The Supervisory Body then studies the relation between estimated and actual requirements.

"The aim of the 1931 Convention was to establish an efficient system, both national and international, for limiting the manufacture and regulating the distribution of narcotic drugs, the basis for such limitation and regulation being the world's legitimate requirements for medical and scientific purposes.* In its examination of the estimates furnished by governments, the Supervisory Body constantly referred to this criterion and took account of the statistical information received by the Permanent Central Opium Board on imports and exports, consumption, manufacture and stocks. In so doing, it has often noted that the estimates furnished by certain governments were considerably higher than the statistics for previous years seemed to warrant.

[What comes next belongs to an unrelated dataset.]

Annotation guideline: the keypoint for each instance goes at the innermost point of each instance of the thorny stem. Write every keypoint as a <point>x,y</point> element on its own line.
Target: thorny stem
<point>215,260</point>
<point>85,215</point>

The Supervisory Body has therefore found it necessary on several occasions to name the countries where this over-estimation was particularly large, and to explain that the submission of exaggerated estimates ran counter to the spirit of the 1931 Convention.

"The Supervisory Body notes with satisfaction that its earlier recommendations have been taken into account and that the tendency to over-estimate, although still marked in respect of certain drugs, is definitely receding as regards both the number of countries involved and the proportion in which their estimates proved higher than actual requirements."

* Preamble to the Convention of 13 July 1931.

Finally, from the estimates submitted from 1952 to 1957 the Supervisory Body concludes :

  1. the estimates of the following nine drugs, while fluctuating from year to year during the period under review, show on the whole a fairly stable trend :

    Morphine Thebacon Ethylmorphine

    Oxycodone Thebaine Pholcodine

    Hydrocodone Codeine Methadone

  2. the figures for hydromorphone and pethidine decreased between 1952 and 1956, a trend which ceased with the estimates for 1957;

  3. the figures for dihydrocodeine show an unmistakable upward trend;

  4. for the other drugs considered,namely diacetylmorphine, cocaine, phenadoxone and levorphanol, the trend of the estimates is clearly downwards."